New for 2018 the Gibson Les Paul Player Plus range has been designed specifically for the avid player who is looking for an instrument that will over deliver on practicality. Stylish, classic Les Paul looks are coupled with a satin finish and rounded neck profile for unparalleled comfort and playability. A Richlite fingerboard and cryogenetically treated frets provides the 2018 Les Paul Player Plus range with incredibly precise tones while keeping your instrument’s perfect playability at all times. The 2018 Les Paul Deluxe Player Plus comes loaded with mini-humbuckers for those classic Les Paul tones while giving extra chime on the high end when needed.
A mini-humbucker is made like a miniature PAF pickup. It has one bar magnet positioned under each coil, with adjustable polepieces made out of a ferrous alloy; the other coil contains a ferrous metal bar that is not adjustable. This corresponds to a Gibson PAF with adjustable poles in one coil and a series of metal slugs in the other coil.
The mini-humbucker was most famously featured on Gibson Les Paul Deluxes (from 1969, and throughout the ‘70s). Noted Deluxe players included Pete Townshend of the Who and Thin Lizzy’s Scott Gorham (who prefers the Les Paul Axcess these days).
Gibson USA has always been about creating a better guitar, and back in the mid- ’90s started looking into whether there might be comparable alternatives to the conventional fretboard. None of them really panned out except for Richlite, which appeared promising. However, the question of whether to use a different fretboard material wasn’t a question to be taken lightly.
After two decades of research and discussions with guitarists, Gibson determined that Richlite was not only the best alternative to woods like ebony, but was actually superior. Although the downside is that it’s more expensive to make guitars with Richlite fretboards than ebony, there are some very attractive benefits.

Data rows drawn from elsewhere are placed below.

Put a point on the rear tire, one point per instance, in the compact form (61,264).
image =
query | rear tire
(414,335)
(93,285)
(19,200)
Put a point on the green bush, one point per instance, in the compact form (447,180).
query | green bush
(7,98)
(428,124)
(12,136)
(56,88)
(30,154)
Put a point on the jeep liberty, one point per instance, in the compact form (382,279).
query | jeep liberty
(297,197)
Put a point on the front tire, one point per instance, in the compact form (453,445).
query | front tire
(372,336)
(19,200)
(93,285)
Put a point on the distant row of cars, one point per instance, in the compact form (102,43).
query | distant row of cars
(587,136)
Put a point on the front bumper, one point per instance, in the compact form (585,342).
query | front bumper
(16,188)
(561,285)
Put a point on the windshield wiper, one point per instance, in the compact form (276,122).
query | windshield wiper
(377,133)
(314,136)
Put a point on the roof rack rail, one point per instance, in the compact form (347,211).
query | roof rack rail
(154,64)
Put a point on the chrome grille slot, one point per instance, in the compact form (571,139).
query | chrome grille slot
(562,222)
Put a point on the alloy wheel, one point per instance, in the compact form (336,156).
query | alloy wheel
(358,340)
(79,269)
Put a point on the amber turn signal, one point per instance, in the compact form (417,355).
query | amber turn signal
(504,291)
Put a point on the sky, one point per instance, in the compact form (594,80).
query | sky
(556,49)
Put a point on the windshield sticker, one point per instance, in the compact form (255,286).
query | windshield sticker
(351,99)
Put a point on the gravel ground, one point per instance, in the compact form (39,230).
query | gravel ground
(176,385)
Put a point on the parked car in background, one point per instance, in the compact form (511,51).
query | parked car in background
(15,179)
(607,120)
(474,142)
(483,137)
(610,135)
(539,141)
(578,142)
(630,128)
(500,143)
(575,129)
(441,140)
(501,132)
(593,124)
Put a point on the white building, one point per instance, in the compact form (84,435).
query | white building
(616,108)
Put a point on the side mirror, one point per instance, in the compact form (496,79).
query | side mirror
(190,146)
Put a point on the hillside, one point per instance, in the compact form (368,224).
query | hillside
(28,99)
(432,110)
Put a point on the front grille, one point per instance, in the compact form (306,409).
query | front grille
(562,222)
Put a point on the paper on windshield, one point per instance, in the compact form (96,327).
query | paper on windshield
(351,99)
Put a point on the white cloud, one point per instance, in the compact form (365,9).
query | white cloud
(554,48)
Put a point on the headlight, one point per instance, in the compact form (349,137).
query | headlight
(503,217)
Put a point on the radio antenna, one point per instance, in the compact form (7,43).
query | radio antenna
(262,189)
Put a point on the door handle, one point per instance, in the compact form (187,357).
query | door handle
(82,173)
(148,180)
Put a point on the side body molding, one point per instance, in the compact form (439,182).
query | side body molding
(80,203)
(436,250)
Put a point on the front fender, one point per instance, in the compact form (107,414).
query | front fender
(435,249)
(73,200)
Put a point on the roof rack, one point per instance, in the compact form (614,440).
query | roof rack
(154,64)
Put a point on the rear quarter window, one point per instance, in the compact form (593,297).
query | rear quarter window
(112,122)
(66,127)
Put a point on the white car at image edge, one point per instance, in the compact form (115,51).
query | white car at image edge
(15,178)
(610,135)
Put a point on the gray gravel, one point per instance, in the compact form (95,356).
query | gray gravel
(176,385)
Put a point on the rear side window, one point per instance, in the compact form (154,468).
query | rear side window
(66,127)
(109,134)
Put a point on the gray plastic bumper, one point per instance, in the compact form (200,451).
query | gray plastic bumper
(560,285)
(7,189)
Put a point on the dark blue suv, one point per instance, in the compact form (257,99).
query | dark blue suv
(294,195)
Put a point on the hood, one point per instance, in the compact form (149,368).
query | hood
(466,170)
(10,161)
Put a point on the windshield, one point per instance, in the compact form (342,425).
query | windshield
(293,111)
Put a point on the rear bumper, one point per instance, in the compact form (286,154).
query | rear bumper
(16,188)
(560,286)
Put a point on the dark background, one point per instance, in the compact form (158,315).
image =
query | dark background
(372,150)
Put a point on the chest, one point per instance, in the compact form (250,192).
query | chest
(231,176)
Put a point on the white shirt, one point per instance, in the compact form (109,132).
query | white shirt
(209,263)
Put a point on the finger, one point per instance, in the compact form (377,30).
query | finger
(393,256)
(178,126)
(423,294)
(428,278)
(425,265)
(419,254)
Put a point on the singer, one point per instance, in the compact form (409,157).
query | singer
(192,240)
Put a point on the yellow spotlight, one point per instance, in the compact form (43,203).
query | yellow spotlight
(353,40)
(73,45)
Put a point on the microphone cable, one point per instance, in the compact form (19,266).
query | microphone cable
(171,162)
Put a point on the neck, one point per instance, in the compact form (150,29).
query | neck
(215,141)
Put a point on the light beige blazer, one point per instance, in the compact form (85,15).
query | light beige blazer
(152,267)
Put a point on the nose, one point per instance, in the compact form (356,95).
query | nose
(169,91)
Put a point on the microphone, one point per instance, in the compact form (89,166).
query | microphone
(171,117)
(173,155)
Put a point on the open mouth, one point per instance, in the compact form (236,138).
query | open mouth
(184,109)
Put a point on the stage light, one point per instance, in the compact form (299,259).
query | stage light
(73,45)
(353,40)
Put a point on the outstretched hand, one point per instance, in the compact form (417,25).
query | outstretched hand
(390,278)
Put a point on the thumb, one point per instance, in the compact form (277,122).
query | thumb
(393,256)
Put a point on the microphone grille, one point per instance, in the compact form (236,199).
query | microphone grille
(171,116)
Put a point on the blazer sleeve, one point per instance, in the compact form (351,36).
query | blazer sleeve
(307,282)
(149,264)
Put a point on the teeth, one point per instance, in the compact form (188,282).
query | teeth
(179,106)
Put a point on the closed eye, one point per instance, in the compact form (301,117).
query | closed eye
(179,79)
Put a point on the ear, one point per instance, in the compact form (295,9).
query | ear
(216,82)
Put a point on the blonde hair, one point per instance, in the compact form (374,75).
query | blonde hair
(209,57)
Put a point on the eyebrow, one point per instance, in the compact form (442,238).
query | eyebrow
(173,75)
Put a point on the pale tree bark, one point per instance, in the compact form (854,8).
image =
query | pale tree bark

Perhaps most importantly, the quality is consistently high—you don’t have to wade through batches of Richlite to find “good” Richlite. Also, many guitar players feel strings bend more smoothly on a Richlite fingerboard, and tonally speaking, virtually no one can tell the difference in a blind test. Another little-known advantage is with white guitars. The pigments in rosewood and ebony can “bleed” during the finishing process, and end up coloring the white finish. Richlite won’t do that; it’s also scratch, heat, and stain-resistant, as well as being non-toxic, non-warping, and made in the USA. Finally, neck bow issues are less likely because you don’t have two different wood species expanding and contracting at different rates, and frets don’t loosen due to wood shrinkage.